United States v. Hightower

LatimeR, Judge

(dissenting):

I dissent.

This case involves a variation from the principles set out in United States v. Coulter, 3 USCMA 657, 14 CMR 75; United States v. Crunk, 4 USCMA 290, 15 CMR 290; and United States v. Clisson, 5 USCMA 277, 17 CMR 277. However, the facts bring it more nearly within the scope of United States v. Crunk, supra, for the reason that the reviewing officer reviewed the entire *390record for the purpose of ferreting out any legal errors that might have been committed during the course of the litigation. When that situation confronts us, we have the disqualified officer placing his stamp of approval on his own trial craft, and under those circumstances there might be good reason to grant a rehearing. Here the necessity for that action is avoided by reason of the fact that the accused judicially admitted his commission of both offenses. When considered in the light of his own confessions of guilt from the witness stand, it would be ridiculous to grant him a rehearing on the issue of guilt or innocence.

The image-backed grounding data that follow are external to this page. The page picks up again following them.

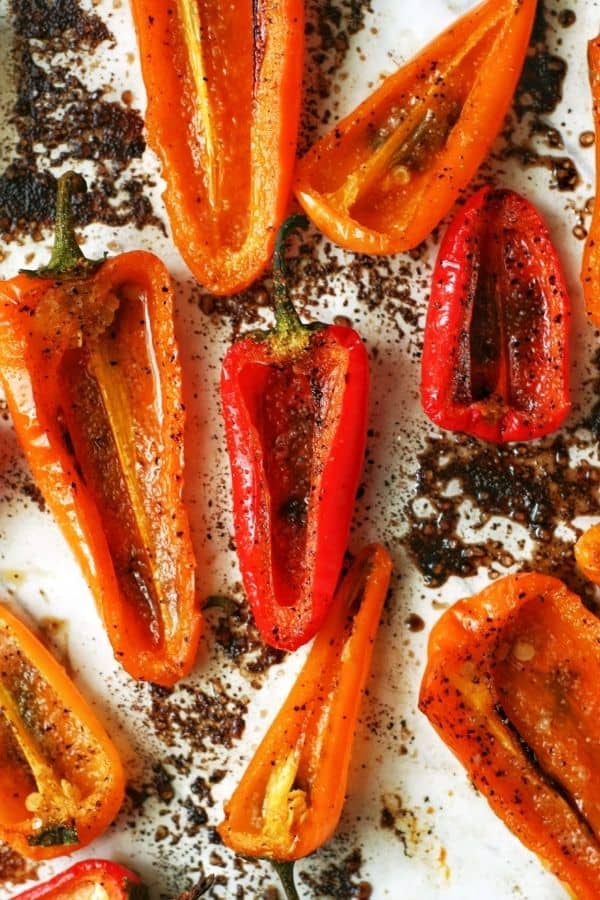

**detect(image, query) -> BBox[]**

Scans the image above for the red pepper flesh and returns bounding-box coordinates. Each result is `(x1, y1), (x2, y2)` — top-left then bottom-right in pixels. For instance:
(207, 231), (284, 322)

(421, 186), (571, 443)
(12, 860), (148, 900)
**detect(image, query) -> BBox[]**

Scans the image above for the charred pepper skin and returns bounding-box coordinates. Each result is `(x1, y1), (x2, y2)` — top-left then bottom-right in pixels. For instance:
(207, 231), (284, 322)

(294, 0), (537, 254)
(220, 218), (369, 651)
(0, 173), (201, 686)
(421, 186), (571, 443)
(0, 604), (124, 860)
(582, 37), (600, 327)
(129, 0), (304, 295)
(420, 573), (600, 900)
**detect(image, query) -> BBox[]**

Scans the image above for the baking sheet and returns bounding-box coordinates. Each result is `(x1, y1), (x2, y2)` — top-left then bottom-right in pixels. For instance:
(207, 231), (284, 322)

(0, 0), (594, 897)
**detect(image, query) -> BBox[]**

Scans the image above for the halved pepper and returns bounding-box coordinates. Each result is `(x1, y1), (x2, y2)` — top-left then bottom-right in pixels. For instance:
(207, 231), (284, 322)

(0, 173), (201, 686)
(294, 0), (536, 254)
(582, 36), (600, 328)
(12, 860), (147, 899)
(421, 186), (571, 442)
(0, 603), (124, 860)
(129, 0), (304, 295)
(218, 544), (392, 897)
(420, 572), (600, 900)
(220, 217), (369, 650)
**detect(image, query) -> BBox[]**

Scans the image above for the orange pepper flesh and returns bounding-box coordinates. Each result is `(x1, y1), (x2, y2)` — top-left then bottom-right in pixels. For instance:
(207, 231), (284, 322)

(294, 0), (536, 254)
(129, 0), (304, 295)
(218, 544), (392, 861)
(582, 36), (600, 327)
(0, 253), (200, 686)
(420, 573), (600, 900)
(0, 603), (124, 860)
(575, 523), (600, 585)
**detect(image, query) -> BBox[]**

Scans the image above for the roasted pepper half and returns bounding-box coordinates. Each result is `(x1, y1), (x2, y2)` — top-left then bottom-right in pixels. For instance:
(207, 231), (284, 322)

(421, 186), (571, 442)
(218, 545), (392, 897)
(13, 860), (147, 899)
(0, 604), (124, 859)
(129, 0), (304, 295)
(420, 572), (600, 900)
(0, 173), (201, 686)
(220, 217), (369, 650)
(582, 36), (600, 327)
(294, 0), (536, 254)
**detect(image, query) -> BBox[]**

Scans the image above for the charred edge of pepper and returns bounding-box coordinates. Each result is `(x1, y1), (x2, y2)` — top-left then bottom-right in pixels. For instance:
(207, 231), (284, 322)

(345, 554), (374, 620)
(125, 880), (151, 900)
(27, 823), (79, 847)
(494, 703), (597, 839)
(252, 0), (267, 94)
(22, 171), (104, 280)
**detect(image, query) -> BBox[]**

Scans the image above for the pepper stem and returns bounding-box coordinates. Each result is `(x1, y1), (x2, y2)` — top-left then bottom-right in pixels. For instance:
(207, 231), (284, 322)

(271, 861), (301, 900)
(26, 171), (102, 279)
(272, 215), (309, 337)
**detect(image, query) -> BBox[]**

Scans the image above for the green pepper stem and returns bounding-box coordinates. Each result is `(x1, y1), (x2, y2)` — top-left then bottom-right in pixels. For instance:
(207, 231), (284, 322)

(26, 171), (102, 279)
(271, 861), (301, 900)
(46, 172), (88, 272)
(272, 215), (309, 337)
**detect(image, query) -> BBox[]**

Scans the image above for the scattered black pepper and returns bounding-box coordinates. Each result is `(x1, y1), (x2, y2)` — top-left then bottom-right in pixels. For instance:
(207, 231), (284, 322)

(301, 0), (374, 153)
(0, 0), (163, 242)
(498, 0), (578, 193)
(146, 680), (247, 753)
(13, 0), (110, 46)
(206, 595), (286, 687)
(404, 420), (600, 607)
(300, 847), (372, 899)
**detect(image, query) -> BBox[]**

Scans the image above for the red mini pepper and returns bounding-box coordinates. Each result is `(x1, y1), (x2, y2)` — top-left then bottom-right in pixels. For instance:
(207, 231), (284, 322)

(421, 186), (571, 442)
(13, 860), (148, 899)
(220, 217), (369, 651)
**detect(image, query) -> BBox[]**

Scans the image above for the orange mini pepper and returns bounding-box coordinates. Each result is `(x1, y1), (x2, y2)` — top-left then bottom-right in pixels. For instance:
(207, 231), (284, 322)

(582, 36), (600, 327)
(218, 544), (392, 898)
(294, 0), (536, 254)
(129, 0), (304, 295)
(0, 603), (124, 859)
(0, 173), (201, 686)
(420, 572), (600, 900)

I have dissented in the previous cases involving only post-trial clemency reviews by officers who might fall within an excluded class. I now accept as the law of this Court the principles announced by my associates in those instances. However, I call attention to the peculiar facts and circumstances of this case, and I point out the futility of requiring a new staff judge advocate’s review on the sentence. Here, as in Clisson, we find the sentence subject to attack because the post-trial clemency interviewing officer was trial counsel. But here, unlike as in Clisson, the officer who conducted the clemency interview was not the trial counsel in this case or in the affiliated case. It might be of some importance to a proper disposition of this case to weigh the fact that Captain Hudson did not interview the accused or furnish the foundation for the convening authority’s action. In this instance, the interview was conducted, and a report furnished, by an officer who did not try either this or the allied, case. I quote from that portion of Captain Hudson’s review which deals with clemency:

“The distance between this headquarters and the place of confinement of the accused is such as to prohibit a personal interview by this reviewer and consequently the report of the interview conducted by the Staff Judge Advocate of the accused’s organization is incorporated herein.”

Then there follows, in the Captain’s Staff Judge Advocate’s review, seven paragraphs of information quoted from the report of the actual clemency interviewing officer. I quote the latter’s conclusion :

“The interviewer sees no reason why the dishonorable discharge should not be executed.”

The Staff Judge Advocate merely echoed those sentiments, and I am not surprised, as there was no other action that any reasonable person would take. The accused had been convicted of serious offenses which permitted the court-martial to impose a sentence of confinement for ten years, a dishonorable discharge, and total forfeitures. The court-martial imposed only a sentence of one year in confinement, dishonorable discharge, and accessories. Without powerful extenuating facts and circumstances, or without some evidence that the accused was the indispensable man, any reviewing officer worth his assignment would not recommend the modification of that sentence. It would take only a peek' at this record to find a total absence of any reasons for clemency. Moreover, a convening authority is required to exercise his own independent judgment and in the light of these offenses and the lack of extenuating factors, he could hardly be influenced by a recommendation for leniency. I venture to suggest that every officer who has studied this record, and who had power to influence a sentence, reached an independent conclusion that the sentence as imposed should be executed.

For the reasons I have advanced, I conclude that it is an act of sheer futility to return the cause to a convening authority for review by a disinterested staff judge advocate. Without interest on his part, the recommendation will be the same as the one rendered by the first disinterested interviewer.